Площадь перед двухэтажным бревенчатым зданием, где размещалась вторая полутысяча, живо заполнилась стрельцами в светло-зеленых суконных кафтанах. Бряцая саблями, они теснились к огромной бочке, на которой, запрокинув голову и не отрывая от губ серебряного мундштука, гордо возвышался сигнальщик.
– Э-гей, Брошка! Дуй до горы! Почитай, уже с полнеба сдул!
– А чево ему? У него в груди мех кузнечный!
– Здорово, стрельцы! Пошто сзывают?
– Оглох, что ли? На охоту!
– Да ну? С чего бы?
– Воевода подобрел! Вот с чего! С неделю маял Овчину – и неожиданно отпустил.
– Еще с ночи слух прошел, что пятисотенный партию рядит на туров окаянных.
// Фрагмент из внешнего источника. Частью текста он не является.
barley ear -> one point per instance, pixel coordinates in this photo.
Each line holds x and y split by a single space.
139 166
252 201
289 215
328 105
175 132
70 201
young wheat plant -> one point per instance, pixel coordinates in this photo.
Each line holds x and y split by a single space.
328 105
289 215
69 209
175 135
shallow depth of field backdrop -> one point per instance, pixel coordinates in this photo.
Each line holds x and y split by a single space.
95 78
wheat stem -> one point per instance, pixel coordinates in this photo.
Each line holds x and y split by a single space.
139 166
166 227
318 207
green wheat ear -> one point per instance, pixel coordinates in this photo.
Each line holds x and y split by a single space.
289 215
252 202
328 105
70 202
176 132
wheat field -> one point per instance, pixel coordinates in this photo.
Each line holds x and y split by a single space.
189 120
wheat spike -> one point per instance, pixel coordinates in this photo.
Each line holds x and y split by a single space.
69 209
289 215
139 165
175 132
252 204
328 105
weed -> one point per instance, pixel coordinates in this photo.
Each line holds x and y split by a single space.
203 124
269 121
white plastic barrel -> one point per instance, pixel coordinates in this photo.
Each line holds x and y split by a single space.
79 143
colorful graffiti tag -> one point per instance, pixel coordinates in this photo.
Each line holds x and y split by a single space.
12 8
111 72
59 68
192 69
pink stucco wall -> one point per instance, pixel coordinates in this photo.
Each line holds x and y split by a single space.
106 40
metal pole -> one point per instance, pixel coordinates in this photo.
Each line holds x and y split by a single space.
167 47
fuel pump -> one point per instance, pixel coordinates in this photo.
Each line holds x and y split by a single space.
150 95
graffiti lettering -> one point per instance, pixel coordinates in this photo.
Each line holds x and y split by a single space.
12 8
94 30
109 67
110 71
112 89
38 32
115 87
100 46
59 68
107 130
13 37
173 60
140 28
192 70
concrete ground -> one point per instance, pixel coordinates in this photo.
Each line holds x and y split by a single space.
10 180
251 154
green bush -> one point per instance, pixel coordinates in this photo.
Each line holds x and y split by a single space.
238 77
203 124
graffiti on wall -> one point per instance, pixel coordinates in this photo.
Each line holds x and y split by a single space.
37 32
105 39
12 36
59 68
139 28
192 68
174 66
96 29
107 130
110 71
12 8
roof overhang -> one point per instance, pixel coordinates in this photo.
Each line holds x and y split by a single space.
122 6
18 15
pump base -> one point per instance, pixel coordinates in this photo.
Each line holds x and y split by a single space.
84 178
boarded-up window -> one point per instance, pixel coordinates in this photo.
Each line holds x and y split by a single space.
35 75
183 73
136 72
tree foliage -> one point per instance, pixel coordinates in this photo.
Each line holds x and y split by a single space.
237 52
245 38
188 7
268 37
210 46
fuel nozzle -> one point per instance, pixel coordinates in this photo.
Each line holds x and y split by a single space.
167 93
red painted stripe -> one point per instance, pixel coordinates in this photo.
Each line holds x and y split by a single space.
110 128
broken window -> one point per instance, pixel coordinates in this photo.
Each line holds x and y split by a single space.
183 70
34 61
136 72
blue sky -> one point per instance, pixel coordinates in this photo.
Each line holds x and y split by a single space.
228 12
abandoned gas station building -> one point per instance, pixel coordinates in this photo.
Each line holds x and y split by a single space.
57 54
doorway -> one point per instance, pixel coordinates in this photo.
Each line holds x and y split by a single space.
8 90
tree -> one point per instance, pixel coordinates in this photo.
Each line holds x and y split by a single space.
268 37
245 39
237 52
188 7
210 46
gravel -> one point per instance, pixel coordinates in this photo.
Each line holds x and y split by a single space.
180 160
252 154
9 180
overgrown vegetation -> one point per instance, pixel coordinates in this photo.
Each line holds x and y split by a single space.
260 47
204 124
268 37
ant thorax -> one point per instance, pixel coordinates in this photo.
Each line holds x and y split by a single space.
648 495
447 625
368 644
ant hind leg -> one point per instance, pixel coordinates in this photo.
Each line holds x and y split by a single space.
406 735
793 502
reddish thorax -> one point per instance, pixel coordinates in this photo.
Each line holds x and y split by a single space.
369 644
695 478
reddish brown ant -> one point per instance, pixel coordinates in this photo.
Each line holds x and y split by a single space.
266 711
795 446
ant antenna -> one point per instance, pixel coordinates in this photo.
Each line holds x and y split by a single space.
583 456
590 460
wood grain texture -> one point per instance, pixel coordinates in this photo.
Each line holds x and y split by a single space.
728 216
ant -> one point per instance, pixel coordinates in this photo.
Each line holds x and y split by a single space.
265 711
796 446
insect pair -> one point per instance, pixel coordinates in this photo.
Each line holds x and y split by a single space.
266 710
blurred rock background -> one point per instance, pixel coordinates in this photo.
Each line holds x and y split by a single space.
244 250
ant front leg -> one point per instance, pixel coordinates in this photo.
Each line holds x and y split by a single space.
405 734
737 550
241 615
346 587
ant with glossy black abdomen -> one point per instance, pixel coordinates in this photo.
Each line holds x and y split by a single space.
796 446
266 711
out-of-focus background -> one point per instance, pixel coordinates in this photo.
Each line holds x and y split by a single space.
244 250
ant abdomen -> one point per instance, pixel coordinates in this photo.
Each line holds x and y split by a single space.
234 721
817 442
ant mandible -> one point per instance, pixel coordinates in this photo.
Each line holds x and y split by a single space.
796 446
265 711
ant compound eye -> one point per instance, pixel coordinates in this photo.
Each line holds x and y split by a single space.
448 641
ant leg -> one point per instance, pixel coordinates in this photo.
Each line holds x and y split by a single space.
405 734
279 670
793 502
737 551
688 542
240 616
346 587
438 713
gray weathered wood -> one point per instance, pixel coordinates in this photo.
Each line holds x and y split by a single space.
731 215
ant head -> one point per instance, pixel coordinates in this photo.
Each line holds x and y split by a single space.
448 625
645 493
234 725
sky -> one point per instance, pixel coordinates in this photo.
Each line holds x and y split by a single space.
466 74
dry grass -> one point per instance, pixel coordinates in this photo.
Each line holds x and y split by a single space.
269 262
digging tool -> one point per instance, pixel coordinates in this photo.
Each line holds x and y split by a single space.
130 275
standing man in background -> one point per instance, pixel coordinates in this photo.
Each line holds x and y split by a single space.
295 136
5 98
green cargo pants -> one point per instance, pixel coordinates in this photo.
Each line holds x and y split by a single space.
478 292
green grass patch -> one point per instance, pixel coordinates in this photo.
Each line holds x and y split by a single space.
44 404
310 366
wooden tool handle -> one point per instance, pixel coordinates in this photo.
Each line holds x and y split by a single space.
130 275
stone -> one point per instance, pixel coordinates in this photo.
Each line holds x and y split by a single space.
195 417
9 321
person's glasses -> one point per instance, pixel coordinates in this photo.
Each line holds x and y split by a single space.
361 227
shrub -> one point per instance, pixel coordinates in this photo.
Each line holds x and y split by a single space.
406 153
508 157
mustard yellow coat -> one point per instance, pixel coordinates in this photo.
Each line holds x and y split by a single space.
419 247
– Шибко! А что это за туры такие?
Стрельцы недоумевающе переглядывались, но толком никто не знал. Откуда-то вынырнул приказный дьяк, просунул между стрельцов козлиную бородку, хихикнул:
– Памятуй, туры не иное что, как козлы скалистые, зад у них женский, похоть вызывающий, а рожища саженные, и сила в них дьявольская!
– Пакость разводишь, крыса! – гневно пристукнул саблей пятидесятник. – Турусы!
Горланили стрельцы, высказывали догадки, бились об заклад. Сторожевая служба в Терках утомила их, тянуло выйти из трех стен на простор, поразмять плечи, взойти на гребень, где летом снег, а зимой виноград. Внезапно стоявшие впереди зашикали, стрельцы стали оборачиваться к площадке, где блестел набатный барабан.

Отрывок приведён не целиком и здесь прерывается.